M. Ward a témoigné que l'échantillon du produit en cause remis par l'appelante a été soumis à trois essais. La méthode d'essai appliquée par le technologue est celle qui a été établie par la Commission internationale pour l'unification des méthodes d'analyse du sucre. La mesure aurait été corrigée pour tenir compte de la teneur en eau, puisque les lectures au polarimètre qui servent aux fins du Système harmonisé de désignation et de codification des marchandises 5 sont pour des produits correspondants à l'état sec.

PLAIDOIRIE

L'appelante a soutenu que le produit en cause est du sucre brut et, donc, qu'il n'est pas de même description que les marchandises auxquelles s'appliquent les conclusions du Tribunal. L'appelante a renvoyé à la lettre du cabinet juridique des États-Unis, dans laquelle il était indiqué que le procédé de fabrication du produit en cause comporte une cristallisation simple effectuée à l'usine, l'usine devant être située près des champs où la canne à sucre est cultivée. Il a comparé ce procédé avec la pratique des sucreries canadiennes qui appliquent un procédé de cristallisation double pour la production de sucre raffiné. L'appelante a soutenu que, étant donné que les raffineurs canadiens ne peuvent produire de sucre raffiné identique au produit en cause, le Tribunal n'a pas pu vouloir que ses conclusions s'appliquent à eux.

À cet égard, l'appelante a invoqué les termes des Notes explicatives du Système harmonisé de désignation et de codification des marchandises 6 de la position no 17.01, qui prévoient, notamment, que « [t]outefois, les sucres bruts peuvent être d'un degré de pureté susceptible de les faire utiliser, en l'état, pour l'alimentation humaine, sans avoir à subir de raffinages. » Il ressort de ces termes qu'il existe du sucre brut d'un degré de pureté suffisant pour qu'il soit susceptible de le faire utiliser pour l'alimentation humaine. L'appelante a soutenu que le produit en cause est du sucre brut de cette nature.

L'appelante a invoqué le fait que la décision de l'intimé que le produit en cause était du sucre raffiné était entièrement fondée sur les lectures au polarimètre du produit en cause, telles que mesurées au laboratoire de l'ADRC. L'appelante a soutenu que la description des marchandises contenue dans les conclusions du Tribunal ne renvoie pas nécessairement à la lecture au polarimètre comme constituant le critère de définition à appliquer aux fins de la description des marchandises. Tout en reconnaissant que, dans le cas du sucre, la lecture au polarimètre est un facteur pertinent à prendre en compte pour déterminer s'il s'agit de sucre brut ou de sucre raffiné, l'appelante a soutenu que l'essai n'est pas déterminant.

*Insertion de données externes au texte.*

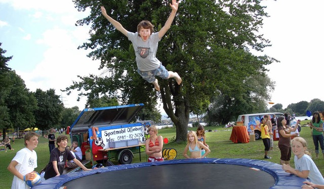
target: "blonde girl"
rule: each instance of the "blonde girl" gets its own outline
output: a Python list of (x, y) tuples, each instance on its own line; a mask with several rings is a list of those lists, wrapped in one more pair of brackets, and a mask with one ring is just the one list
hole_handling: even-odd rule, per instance
[(286, 172), (302, 178), (308, 178), (315, 184), (324, 184), (324, 178), (312, 160), (310, 154), (307, 150), (307, 143), (301, 137), (292, 140), (292, 149), (295, 154), (295, 167), (282, 164), (282, 169)]
[[(204, 145), (204, 144), (198, 141), (197, 135), (196, 133), (190, 131), (187, 134), (187, 145), (183, 151), (183, 156), (186, 158), (201, 158), (206, 157), (208, 154), (211, 152), (209, 148)], [(201, 149), (204, 149), (206, 153), (201, 156)], [(187, 155), (188, 150), (190, 152), (190, 156)]]
[[(207, 148), (209, 148), (209, 146), (207, 144), (206, 144), (206, 138), (205, 136), (205, 128), (204, 128), (204, 126), (199, 125), (198, 128), (197, 128), (197, 131), (196, 131), (196, 134), (197, 134), (198, 141), (201, 142), (201, 143), (204, 144), (204, 145), (207, 146)], [(201, 156), (205, 153), (205, 152), (206, 152), (204, 149), (201, 149)]]
[(149, 155), (148, 162), (163, 161), (162, 148), (163, 148), (163, 138), (158, 136), (157, 129), (155, 126), (148, 128), (150, 138), (145, 141), (145, 152)]

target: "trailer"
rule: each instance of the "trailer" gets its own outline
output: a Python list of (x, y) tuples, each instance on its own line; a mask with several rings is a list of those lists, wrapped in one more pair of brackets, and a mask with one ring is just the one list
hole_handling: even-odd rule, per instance
[(143, 104), (84, 109), (70, 127), (71, 141), (77, 141), (84, 159), (105, 163), (114, 158), (131, 163), (134, 154), (145, 151), (150, 121), (131, 123)]

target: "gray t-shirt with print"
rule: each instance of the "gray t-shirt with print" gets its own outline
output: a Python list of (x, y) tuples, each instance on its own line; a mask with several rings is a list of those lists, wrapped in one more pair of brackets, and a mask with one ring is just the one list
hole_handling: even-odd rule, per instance
[(146, 41), (144, 41), (138, 33), (128, 32), (128, 39), (132, 41), (136, 56), (137, 68), (141, 72), (147, 72), (159, 67), (161, 62), (155, 55), (157, 50), (157, 44), (161, 40), (158, 33), (152, 33)]

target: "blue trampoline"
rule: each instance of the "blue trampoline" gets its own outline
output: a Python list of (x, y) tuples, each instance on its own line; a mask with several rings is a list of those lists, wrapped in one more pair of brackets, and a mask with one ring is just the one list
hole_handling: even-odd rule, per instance
[(115, 165), (76, 172), (46, 180), (32, 188), (293, 189), (300, 188), (305, 180), (268, 161), (204, 158)]

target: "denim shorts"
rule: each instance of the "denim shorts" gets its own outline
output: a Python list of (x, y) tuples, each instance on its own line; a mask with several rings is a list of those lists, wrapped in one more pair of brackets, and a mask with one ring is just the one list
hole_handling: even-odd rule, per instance
[(137, 69), (137, 72), (142, 76), (143, 79), (147, 81), (149, 83), (152, 83), (155, 81), (155, 76), (164, 79), (168, 79), (169, 72), (166, 68), (161, 64), (157, 69), (147, 72), (141, 72)]

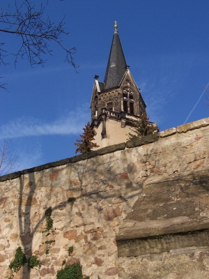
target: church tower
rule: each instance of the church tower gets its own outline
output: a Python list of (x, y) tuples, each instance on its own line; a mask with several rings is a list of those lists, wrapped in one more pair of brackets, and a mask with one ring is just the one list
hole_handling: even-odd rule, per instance
[(98, 77), (94, 77), (91, 126), (95, 142), (102, 148), (126, 142), (130, 128), (146, 107), (126, 63), (116, 22), (104, 82)]

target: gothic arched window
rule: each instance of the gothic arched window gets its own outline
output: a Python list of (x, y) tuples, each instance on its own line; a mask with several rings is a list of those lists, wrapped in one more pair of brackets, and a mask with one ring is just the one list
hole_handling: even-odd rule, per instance
[(125, 87), (123, 90), (123, 111), (131, 114), (134, 114), (134, 96), (130, 87)]

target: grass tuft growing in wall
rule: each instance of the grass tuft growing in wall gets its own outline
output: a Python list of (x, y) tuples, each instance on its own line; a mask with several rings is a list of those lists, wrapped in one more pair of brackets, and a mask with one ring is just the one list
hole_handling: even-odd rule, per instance
[(56, 279), (90, 279), (90, 277), (83, 277), (82, 269), (79, 264), (67, 266), (64, 269), (58, 271)]
[(21, 247), (18, 247), (15, 254), (15, 259), (9, 265), (9, 268), (14, 272), (17, 272), (21, 266), (27, 262), (26, 256), (22, 252)]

L'appelante a soutenu que d'autres critères peuvent aussi s'appliquer à la détermination de la question de savoir si le produit en cause doit être considéré comme étant du sucre brut ou du sucre raffiné et que de tels critères appuient sa position selon laquelle le produit en cause n'est pas du sucre raffiné.

L'appelante a aussi invoqué l'analyse des marchandises similaires dans les conclusions du Tribunal, qui prend en compte les études de marché dans la détermination de ce qui constitue des « marchandises similaires ». L'appelante a soutenu que la commercialisation du produit en cause est très différente de celle du sucre raffiné produit par les usines nationales, puisqu'il est moins raffiné et attire un consommateur qui se soucie davantage des questions de santé.

L'appelante a aussi mis en doute l'intégrité de l'échantillonnage et de l'essai du produit en cause. L'appelante a invoqué des éléments de preuve qui indiquaient que la procédure d'essai donne lieu à une marge d'erreur de 0,2 degré. L'appelante a aussi mis en doute les résultats de l'essai, étant donné les éléments de preuve qui indiquaient que la teneur en saccharose du produit en cause mesurée par le fabricant était plus faible que les résultats communiqués par l'ADRC.

L'intimé a soutenu que, dans l'exposé des motifs des conclusions du Tribunal, il a renvoyé explicitement au Système harmonisé de désignation et de codification des marchandises, qui renvoie à une lecture au polarimètre inférieure à 99,5 degrés comme correspondant à du sucre brut par opposition à du sucre raffiné. À cet égard, les essais effectués par l'ADRC ont donné une lecture au polarimètre de 99,7 degrés.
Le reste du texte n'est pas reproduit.